6 - In the transport of food, the words: Food Transportation, name, address and telephone number of the company must appear on the right and left sides, visibly, within a rectangle 30 cm high and 60 cm long, Product Perishable (when applicable);
7 - Food transport vehicles must have a Certificate of Inspection, in accordance with the Sanitary Code in force.
8 - The Inspection Certificate is granted after inspection by the competent sanitary authority, obeying the specifications of this ordinance. "
Among other provisions
The trucks must comply with the Food Transport Regulations -
Ordinance No. CVS 15 - State Decree No. 12,342, which is intended to standardize and standardize the transportation of food for human consumption, in accordance with the following:
Employees working with mineral water should be trained and abide by hygiene and personal presentation standards such as:
cut nails, clean hands and clothes;
Always wash hands before handling products.
Always check the conditions of presentation and hygiene of the products before selling them;
Inspect the bottles brought by consumers, checking the conditions of the bottle for cleaning, odors and integrity, in addition to the year of manufacture, refusing the bottle when necessary;
Direct the consumer to bring the bottles clean and also to protect the product from sunlight and excessive light;
Always make changes when requested by the consumer and send the product to the source, duly identified, for analysis in the internal laboratory.

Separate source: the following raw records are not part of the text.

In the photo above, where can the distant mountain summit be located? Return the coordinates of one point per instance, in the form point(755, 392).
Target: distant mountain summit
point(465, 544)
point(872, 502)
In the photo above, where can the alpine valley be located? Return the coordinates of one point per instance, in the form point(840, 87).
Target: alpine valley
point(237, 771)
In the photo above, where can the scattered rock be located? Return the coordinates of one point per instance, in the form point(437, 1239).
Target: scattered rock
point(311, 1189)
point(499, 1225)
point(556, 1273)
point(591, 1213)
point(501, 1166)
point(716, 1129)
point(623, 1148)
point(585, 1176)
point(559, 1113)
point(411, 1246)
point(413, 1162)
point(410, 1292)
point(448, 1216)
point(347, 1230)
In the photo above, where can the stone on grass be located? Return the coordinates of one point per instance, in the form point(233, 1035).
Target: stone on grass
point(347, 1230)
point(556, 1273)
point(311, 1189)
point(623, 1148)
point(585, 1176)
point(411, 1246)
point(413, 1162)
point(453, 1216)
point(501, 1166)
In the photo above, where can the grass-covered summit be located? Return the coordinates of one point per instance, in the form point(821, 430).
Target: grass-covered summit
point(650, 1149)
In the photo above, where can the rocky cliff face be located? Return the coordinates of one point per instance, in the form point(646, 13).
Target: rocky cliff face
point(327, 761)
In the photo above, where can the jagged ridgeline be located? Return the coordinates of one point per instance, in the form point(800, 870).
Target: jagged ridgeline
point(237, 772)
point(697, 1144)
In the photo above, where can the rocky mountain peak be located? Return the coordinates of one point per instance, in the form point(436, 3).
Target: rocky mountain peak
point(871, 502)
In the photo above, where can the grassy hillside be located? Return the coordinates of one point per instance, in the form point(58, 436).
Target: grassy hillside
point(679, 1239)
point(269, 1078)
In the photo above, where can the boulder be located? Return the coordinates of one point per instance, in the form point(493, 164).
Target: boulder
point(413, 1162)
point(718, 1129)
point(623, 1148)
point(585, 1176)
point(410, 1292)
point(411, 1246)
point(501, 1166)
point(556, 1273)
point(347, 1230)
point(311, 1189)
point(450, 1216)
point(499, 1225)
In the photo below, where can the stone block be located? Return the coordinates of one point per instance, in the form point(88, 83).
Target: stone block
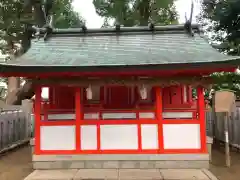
point(140, 174)
point(93, 164)
point(209, 174)
point(111, 164)
point(129, 164)
point(182, 164)
point(108, 174)
point(42, 165)
point(183, 174)
point(77, 165)
point(52, 175)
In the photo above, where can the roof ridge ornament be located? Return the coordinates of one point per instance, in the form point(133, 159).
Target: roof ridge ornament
point(188, 23)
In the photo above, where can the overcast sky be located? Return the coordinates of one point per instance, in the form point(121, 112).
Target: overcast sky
point(87, 11)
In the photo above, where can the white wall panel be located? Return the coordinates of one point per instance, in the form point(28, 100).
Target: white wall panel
point(119, 137)
point(89, 137)
point(181, 136)
point(175, 115)
point(57, 137)
point(149, 136)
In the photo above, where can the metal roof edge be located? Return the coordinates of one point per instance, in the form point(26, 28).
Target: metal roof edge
point(83, 30)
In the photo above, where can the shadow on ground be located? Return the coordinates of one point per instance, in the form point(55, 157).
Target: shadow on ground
point(16, 165)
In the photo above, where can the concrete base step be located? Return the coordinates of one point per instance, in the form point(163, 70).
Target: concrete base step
point(122, 174)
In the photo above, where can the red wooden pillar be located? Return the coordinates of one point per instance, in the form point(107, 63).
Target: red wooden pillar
point(79, 116)
point(159, 109)
point(37, 113)
point(201, 116)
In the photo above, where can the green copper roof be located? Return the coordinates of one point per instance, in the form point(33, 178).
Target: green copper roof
point(168, 46)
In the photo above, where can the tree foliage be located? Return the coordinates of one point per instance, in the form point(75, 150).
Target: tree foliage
point(13, 19)
point(137, 12)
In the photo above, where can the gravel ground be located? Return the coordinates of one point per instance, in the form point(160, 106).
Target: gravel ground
point(16, 165)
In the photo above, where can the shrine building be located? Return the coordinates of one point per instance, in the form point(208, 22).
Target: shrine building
point(124, 97)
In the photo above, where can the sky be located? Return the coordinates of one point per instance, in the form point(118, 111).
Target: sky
point(87, 11)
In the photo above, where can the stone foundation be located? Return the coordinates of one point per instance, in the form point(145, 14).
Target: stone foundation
point(121, 161)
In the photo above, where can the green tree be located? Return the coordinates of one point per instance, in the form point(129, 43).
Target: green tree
point(15, 14)
point(137, 12)
point(221, 20)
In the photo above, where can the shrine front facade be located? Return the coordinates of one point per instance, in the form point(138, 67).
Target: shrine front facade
point(117, 120)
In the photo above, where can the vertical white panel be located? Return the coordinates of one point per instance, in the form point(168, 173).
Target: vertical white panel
point(89, 137)
point(119, 137)
point(149, 136)
point(181, 136)
point(57, 137)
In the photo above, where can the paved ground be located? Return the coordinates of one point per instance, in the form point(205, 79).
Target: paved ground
point(17, 165)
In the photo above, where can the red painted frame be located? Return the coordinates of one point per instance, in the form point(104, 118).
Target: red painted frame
point(159, 121)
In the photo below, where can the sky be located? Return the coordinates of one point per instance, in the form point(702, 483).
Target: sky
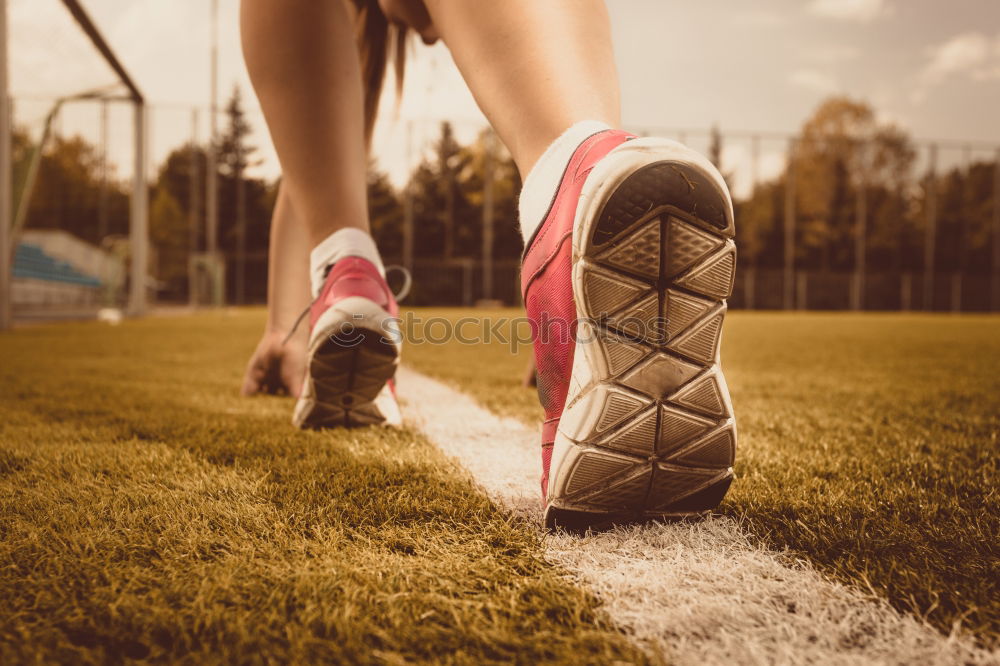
point(932, 67)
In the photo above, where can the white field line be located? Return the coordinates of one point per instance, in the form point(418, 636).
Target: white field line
point(699, 593)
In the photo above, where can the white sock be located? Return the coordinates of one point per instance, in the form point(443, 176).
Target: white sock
point(346, 242)
point(543, 180)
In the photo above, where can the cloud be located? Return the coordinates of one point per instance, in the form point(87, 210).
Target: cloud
point(859, 11)
point(963, 53)
point(813, 80)
point(832, 54)
point(969, 54)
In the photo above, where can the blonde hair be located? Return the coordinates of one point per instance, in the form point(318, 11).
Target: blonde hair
point(379, 42)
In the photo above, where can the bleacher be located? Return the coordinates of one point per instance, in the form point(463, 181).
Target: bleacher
point(31, 262)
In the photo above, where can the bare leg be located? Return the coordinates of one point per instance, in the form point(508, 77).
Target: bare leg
point(303, 63)
point(535, 67)
point(278, 365)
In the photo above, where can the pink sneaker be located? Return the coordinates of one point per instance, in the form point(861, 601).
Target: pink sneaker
point(354, 346)
point(626, 281)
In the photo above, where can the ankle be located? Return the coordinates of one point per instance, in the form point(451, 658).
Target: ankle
point(346, 242)
point(545, 174)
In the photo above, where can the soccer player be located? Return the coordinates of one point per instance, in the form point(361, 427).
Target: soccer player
point(628, 244)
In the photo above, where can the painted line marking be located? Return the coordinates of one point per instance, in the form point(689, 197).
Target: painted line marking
point(699, 593)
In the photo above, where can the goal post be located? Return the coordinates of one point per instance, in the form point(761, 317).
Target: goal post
point(139, 206)
point(6, 244)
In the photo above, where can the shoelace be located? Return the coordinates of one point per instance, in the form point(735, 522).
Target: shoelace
point(403, 292)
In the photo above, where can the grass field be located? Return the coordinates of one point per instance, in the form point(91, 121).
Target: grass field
point(868, 445)
point(146, 510)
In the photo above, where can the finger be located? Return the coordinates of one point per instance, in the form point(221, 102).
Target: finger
point(254, 377)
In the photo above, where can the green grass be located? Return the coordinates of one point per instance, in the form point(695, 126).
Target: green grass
point(147, 511)
point(868, 445)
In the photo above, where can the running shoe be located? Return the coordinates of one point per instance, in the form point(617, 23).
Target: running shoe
point(625, 282)
point(354, 346)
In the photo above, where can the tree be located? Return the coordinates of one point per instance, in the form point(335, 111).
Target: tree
point(842, 148)
point(168, 234)
point(68, 188)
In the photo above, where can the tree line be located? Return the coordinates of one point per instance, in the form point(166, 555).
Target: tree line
point(842, 158)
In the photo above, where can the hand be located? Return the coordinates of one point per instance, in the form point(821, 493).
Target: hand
point(275, 367)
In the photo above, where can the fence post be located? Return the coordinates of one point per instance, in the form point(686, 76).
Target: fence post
point(788, 280)
point(861, 232)
point(488, 217)
point(241, 228)
point(467, 282)
point(408, 204)
point(930, 239)
point(6, 251)
point(139, 218)
point(102, 200)
point(995, 281)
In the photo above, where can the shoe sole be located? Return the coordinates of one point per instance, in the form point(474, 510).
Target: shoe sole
point(648, 431)
point(349, 367)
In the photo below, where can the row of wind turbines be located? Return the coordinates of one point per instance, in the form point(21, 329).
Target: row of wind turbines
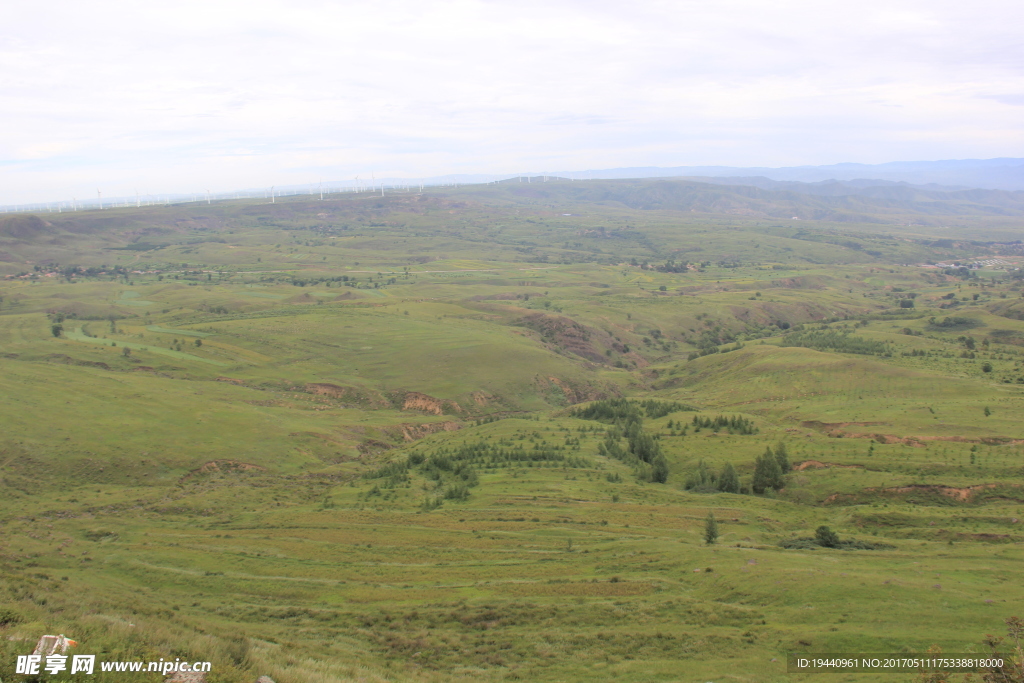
point(358, 185)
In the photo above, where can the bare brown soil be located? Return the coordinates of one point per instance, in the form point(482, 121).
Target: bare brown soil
point(414, 400)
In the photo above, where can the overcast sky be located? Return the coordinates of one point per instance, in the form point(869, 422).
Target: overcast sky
point(180, 96)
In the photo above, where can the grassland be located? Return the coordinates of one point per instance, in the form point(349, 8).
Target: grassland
point(231, 447)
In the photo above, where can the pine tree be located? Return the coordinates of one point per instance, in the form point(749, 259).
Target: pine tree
point(711, 529)
point(659, 470)
point(826, 538)
point(728, 480)
point(766, 473)
point(783, 458)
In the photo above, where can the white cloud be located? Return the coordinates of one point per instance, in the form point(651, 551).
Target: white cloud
point(186, 95)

It is very important not to put labels and stickers from the dispenser on the central panel where labels are placed on the packaging, so there is no overlap;
The bioleve does not accept label / cap / seal bottles, the distributor must remove them before taking them to the source;
To inspect the bottles when receiving them from their customers;
Check that there are no foreign bodies inside, if they do not have an odor and are in good hygienic condition;
Do not accept very old and grimy bottles; the appearance of the packaging is very important.
- Begin by orienting it so that it reads and follows the instructions of the packaging removing sealing wax and covers completely before the use in the case of bottles;
Orient it as to the correct hygiene of the water fountain and the carafe;
- Observe if the bottles are not in hot places or with excessive light (laundry, next to hot engines, kitchen window etc);
- Also check that the bottles do not remain in places such as the side of the stove (too much fat, frying), within the reach of children (who can introduce objects and products inside), animals or exposed to rain, dust, insects, among others ;
Check the time of consumption of the water of the bottle, which should not exceed 15 days after opening and orient, if necessary, the change from the gallon of 20 liters to the 10 liters.
- When receiving the empty bottle, check for odors and observe the hygiene conditions of the bottle by looking inside.
- The distributor is an integral part of the quality process of bottled containers, not only after receipt of the final product, but already in the quality of the bottles sent to the packaging source.
- When we receive dirty bottles with waste lids and / or labels, we delay the process, reducing productivity, affecting the waiting time of the truck for loading and even the cost of the container of the same.
- The bottles in these conditions must be washed manually before entering the process and occasionally arrive at the washer causing the entire line to stop to sanitize it.